Furthermore, around 1,716 tweets exhibited a dual-label configuration, suggesting a moderate
level of complexity in label assignment. Intriguingly, a subset of 269 tweets challenged this
convention by being concurrently linked to three distinct labels, underscoring the presence
of intricately categorized content within the dataset. This meticulous examination of label
distribution not only enhances our understanding of the dataset’s characteristics but also
provides valuable insights into the diverse nature of the classification challenge at hand.
Furthermore, we have undertaken an examination of the distribution of tweet lengths. For a
more comprehensive view of the length distribution, Refer to the Appendix Figure 1.1.

4.2. Trends in the dataset
Label-Entity Mapping in Tweet Text An analysis aimed at mapping training data labels to
the most prevalent entity types found within the tweet text.

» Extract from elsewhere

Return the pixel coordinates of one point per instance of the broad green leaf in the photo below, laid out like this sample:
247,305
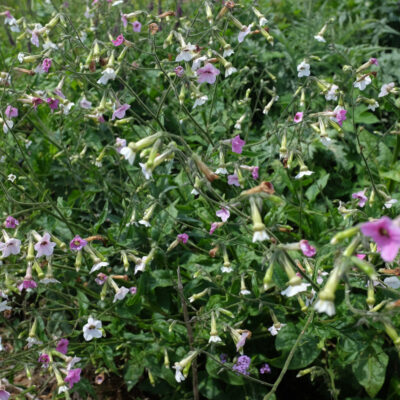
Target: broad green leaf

This analysis was carried out for
both individual training data labels and when multiple labels were present. For a comprehensive
breakdown of this analysis and its results you can refer to Appendix Tables 1.1 and 1.2.
Extraction and Parsing of URL-Embedded HTML Content in Tweet Text We performed
a two-fold analysis involving the extraction of URLs from tweet text and the subsequent parsing
of HTML content from these URLs. The purpose was to examine the HTML content, particularly
the headlines, associated with each URL and compare it with the tweet text. It was observed that
the majority of these URLs referred to either other tweet threads or news media reports. Among
the complete list of URLs, approximately 20% of the web pages were found to be non-existent.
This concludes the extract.